Since Gov. Cooper took office in 2017, North Carolina has announced over 95,000 jobs including from companies like Apple, Vinfast, Toyota and Centene Corp. This historic recruitment success in both rural and urban parts of North Carolina continues to add value to the manufacturing and clean energy industries already thriving here.

“North Carolina is proud of its economic success that continues to garner national recognition like being CNBC’s Best State for Business,” said North Carolina Commerce Secretary Machelle Baker Sanders. “Last year, we announced more than 24,000 new jobs and investments exceeding $10.1 billion from future-focused companies in fields like biotechnology, computers, and electric vehicles. There are many factors for our success, including our central East Coast location, premier quality of life and low cost of business, but our greatest asset is our diverse and highly-skilled workforce that is supported by our top-rated education system. We will continue to focus on creative partnerships for talent development as we evolve to meet the demands of existing, new, and future employers like Apple, Toyota, and FUJIFILM that call North Carolina home.”

Gov. Cooper has been focused on developing and training a strong workforce. In May 2021, the governor launched the Longleaf Commitment Community College Grants Program that ensures that recent high school graduates from low- and middle-income families will receive at least $2,800 in federal and state grants to cover tuition and most fees at any of the state’s 58 community colleges. In July 2018, the governor announced the Finish Line Grants Program to help community college students who face unforeseen financial emergencies complete their training.
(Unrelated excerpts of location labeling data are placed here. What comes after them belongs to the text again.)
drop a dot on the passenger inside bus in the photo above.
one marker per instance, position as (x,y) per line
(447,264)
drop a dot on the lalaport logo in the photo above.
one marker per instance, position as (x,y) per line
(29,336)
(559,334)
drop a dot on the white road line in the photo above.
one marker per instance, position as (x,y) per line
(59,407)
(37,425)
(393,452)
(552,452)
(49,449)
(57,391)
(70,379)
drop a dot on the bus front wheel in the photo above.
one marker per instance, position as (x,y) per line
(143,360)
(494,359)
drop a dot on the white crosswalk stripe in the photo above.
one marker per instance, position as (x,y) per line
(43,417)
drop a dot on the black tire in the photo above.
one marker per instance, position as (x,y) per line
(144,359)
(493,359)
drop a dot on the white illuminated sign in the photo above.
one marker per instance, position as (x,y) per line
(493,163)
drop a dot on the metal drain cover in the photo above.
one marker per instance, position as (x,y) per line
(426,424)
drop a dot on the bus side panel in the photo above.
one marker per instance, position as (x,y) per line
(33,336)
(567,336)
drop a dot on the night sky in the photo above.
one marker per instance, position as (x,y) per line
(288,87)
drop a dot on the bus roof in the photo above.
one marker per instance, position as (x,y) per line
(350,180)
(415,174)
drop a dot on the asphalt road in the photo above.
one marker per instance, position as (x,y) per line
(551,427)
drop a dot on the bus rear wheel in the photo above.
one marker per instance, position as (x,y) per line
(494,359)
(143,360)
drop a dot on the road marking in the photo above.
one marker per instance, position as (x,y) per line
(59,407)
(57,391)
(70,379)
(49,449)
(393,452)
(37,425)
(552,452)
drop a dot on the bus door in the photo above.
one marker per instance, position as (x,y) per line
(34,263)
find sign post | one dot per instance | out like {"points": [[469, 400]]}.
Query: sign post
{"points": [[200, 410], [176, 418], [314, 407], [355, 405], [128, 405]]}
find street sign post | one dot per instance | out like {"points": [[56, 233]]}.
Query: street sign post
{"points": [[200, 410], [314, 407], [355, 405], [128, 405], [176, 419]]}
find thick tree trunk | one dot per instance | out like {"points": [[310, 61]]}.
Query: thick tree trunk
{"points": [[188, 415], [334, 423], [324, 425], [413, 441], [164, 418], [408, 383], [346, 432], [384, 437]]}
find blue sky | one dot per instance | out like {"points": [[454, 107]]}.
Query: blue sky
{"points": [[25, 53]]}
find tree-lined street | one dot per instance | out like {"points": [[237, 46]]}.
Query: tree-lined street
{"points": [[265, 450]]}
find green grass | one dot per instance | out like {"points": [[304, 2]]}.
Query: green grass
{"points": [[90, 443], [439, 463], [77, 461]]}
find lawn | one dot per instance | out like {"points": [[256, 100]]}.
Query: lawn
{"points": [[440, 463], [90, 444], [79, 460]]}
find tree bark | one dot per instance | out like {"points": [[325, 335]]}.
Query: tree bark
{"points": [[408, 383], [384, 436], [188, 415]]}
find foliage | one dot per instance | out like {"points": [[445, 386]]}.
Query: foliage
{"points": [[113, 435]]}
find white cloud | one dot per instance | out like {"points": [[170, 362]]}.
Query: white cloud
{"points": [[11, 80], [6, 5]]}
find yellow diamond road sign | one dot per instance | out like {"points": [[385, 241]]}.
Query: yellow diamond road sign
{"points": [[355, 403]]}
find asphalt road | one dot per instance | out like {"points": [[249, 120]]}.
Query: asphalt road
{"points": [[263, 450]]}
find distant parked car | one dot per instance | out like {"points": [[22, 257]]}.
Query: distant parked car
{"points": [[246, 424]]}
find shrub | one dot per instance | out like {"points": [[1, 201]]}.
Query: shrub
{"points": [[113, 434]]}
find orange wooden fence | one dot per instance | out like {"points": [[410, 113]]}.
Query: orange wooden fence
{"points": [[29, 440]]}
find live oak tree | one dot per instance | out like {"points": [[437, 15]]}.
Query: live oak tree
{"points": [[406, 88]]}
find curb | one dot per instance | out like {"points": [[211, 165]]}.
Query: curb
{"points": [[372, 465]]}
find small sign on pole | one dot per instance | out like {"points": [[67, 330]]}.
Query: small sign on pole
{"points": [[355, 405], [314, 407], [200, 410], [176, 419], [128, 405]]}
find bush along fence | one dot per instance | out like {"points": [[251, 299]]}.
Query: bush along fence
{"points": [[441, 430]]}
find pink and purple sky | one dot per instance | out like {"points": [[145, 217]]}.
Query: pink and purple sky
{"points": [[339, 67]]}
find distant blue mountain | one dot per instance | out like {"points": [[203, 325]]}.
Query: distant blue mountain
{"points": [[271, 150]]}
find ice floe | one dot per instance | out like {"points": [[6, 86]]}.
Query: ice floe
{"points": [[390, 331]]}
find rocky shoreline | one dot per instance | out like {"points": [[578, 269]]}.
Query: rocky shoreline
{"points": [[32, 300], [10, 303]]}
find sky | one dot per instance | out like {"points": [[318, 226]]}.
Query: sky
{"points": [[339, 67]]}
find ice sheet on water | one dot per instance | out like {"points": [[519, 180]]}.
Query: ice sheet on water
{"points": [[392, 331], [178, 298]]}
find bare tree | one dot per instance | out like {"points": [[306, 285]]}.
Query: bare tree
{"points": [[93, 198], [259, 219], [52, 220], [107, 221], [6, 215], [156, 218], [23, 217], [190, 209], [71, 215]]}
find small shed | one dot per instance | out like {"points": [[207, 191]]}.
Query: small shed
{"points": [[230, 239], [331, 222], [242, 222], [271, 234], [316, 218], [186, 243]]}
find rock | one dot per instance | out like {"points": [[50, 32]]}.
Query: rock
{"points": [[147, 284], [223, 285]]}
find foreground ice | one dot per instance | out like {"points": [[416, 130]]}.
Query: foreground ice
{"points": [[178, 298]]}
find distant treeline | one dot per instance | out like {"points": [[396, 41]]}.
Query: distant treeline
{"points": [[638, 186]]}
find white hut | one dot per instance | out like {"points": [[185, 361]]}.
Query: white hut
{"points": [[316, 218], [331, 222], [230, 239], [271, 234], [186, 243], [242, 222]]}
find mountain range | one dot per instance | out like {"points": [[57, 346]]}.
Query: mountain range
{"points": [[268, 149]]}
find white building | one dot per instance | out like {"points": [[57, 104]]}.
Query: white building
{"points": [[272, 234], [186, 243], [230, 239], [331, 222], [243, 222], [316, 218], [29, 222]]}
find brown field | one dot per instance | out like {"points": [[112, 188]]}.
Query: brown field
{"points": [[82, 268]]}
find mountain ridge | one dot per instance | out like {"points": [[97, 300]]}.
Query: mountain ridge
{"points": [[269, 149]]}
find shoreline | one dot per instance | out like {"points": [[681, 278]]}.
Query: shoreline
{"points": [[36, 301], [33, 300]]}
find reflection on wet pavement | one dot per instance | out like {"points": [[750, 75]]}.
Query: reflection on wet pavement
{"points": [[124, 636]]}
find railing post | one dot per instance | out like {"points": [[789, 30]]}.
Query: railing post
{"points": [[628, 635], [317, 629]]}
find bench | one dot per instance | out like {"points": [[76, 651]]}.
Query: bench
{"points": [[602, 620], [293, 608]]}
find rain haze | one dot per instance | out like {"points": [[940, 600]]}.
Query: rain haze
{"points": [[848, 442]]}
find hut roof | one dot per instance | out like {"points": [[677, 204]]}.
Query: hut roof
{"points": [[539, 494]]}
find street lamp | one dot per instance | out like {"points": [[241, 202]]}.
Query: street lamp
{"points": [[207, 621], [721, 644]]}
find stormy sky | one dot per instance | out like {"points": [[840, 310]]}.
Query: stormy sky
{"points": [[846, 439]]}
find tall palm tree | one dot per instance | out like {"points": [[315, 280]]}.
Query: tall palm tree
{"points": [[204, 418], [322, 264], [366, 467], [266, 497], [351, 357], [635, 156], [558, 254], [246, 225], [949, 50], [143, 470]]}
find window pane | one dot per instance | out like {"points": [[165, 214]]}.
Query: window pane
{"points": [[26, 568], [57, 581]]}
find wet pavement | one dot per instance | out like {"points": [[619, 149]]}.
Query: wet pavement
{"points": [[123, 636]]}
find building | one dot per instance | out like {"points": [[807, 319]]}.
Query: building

In October 2021, Gov. Cooper launched the North Carolina Child Care Stabilization Grants, a $805 million investment in the state’s early care and learning child care programs. These funds helped child care centers with recruitment and retention and help parents get back to work.

Gov. Cooper has focused on supporting businesses through the pandemic, developing partnerships to ensure that workers and consumers could visit businesses safely. He also invested resources to help businesses hardest hit by the pandemic, providing direct cash support to the hospitality industry through the Business Recovery Grant Program, and keeping women- and minority-owned businesses afloat with the ReTool NC Program.

Investments like these helped North Carolina to have among the lowest COVID-related deaths, as well as lowest job losses per capita during the pandemic. According to the NC Department of Commerce, North Carolina’s economy fully returned to the employment level and GDP it enjoyed before the COVID-19 pandemic by mid-2021, well ahead of the nation, and North Carolina’s unemployment rate is at a 22-year low.